A page from a recently declassified congressional report about possible Saudi government involvement in the 9/11 attacks. (Photo: Jon Elswick)
A page from a recently declassified congressional report about possible Saudi government involvement in the 9/11 attacks. (Photo: Jon Elswick)

The report was written in 2002 by a joint Senate-House inquiry that conducted the first independent inquiry into 9/11 and had access to raw FBI and CIA files. Its most sensational passages detail the activities of two Saudis in the U.S., Omar al-Bayoumi and Osama Bassnan — both of whom were suspected of ties to Saudi intelligence — who had provided assistance to two of the hijackers after they flew to Los Angeles in Jan. 2000, helping them settle in an apartment complex in San Diego. Neither of the hijackers had spoken English. After meeting with a cleric at the Saudi consulate in Los Angeles, Bayoumi had later told investigators that he had by chance bumped into the hijackers at a local restaurant and offered to drive them to San Diego, cosigning their lease to an apartment and throwing them a welcoming party.

The report details how Bayoumi was working at the time for a subsidiary of a huge Saudi aviation company, Dallah Avco — with close ties to the Saudi Ministry of Defense — and was being paid a monthly salary even though he barely showed up for work. Bayoumi had made over 100 phone calls to Saudi government establishments between January and May of 2000, according to the report, including three individuals in the Saudi Embassy.

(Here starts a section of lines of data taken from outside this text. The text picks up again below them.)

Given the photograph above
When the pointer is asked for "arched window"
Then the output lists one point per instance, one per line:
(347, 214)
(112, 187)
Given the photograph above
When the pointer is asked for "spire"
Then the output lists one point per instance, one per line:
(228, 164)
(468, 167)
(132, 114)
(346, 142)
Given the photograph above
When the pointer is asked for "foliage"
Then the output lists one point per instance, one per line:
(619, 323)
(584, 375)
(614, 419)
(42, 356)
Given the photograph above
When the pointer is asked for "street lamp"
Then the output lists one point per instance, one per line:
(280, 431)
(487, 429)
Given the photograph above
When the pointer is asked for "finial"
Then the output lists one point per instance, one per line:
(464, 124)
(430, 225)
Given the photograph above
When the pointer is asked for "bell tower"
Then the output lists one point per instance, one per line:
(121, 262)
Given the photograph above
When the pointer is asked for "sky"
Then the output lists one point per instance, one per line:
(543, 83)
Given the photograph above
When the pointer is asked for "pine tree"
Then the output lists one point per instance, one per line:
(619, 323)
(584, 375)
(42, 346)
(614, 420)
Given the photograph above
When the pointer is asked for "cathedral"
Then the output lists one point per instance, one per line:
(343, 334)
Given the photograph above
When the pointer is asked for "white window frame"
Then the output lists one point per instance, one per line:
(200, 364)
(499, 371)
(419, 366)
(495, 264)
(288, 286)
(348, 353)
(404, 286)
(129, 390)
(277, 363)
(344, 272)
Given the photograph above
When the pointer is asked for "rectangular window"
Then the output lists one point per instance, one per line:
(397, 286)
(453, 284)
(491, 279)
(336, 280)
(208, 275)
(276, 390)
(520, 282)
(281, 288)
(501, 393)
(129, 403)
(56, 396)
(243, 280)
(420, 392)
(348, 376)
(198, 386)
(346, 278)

Bassnan, whose wife was receiving financial support from the Saudi Embassy at the time, (and who also befriended the hijackers in San Diego) is described in the report as “an extremist and supporter” of bin Laden who spoke of the al-Qaida leader “as if he were a god.”

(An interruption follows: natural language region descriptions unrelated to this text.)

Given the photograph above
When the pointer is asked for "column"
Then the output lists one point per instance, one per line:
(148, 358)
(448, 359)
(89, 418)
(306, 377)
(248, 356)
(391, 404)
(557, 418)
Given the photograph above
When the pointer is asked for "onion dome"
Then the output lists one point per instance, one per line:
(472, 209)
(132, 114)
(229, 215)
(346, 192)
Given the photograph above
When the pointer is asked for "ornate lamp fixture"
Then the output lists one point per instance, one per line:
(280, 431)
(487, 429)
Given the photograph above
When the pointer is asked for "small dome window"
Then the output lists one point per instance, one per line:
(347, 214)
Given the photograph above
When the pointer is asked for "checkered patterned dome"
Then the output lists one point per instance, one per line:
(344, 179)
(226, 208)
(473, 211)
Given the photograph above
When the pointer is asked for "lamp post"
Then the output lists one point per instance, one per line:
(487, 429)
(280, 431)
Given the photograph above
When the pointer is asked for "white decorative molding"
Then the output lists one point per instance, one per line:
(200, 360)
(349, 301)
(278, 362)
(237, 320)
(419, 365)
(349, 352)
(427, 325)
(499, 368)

But these and other intriguing leads — including the presence of a half-brother of bin Laden working at the Saudi Embassy in Washington at the time — were never enough to persuade FBI or CIA officials that they and other Saudis were directly involved in the 9/11 attacks, the 2005 report signed by Mueller and Goss concluded.

“There is no information to indicate either Omar al-Bayoumi or Osama Bassnan materially supported the hijackers wittingly, were intelligence officers of the Saudi Government or provided material support for the 11 September attacks, contrary to media speculation,” Mueller and Goss wrote.

For his part, Adel Al-Jubeir, the Saudi foreign minister, claimed vindication. He said the report shows “there’s no there there” and that its release should “put to rest” the “outrageous charges” that have been leveled against his government about Saudi complicity in 9/11.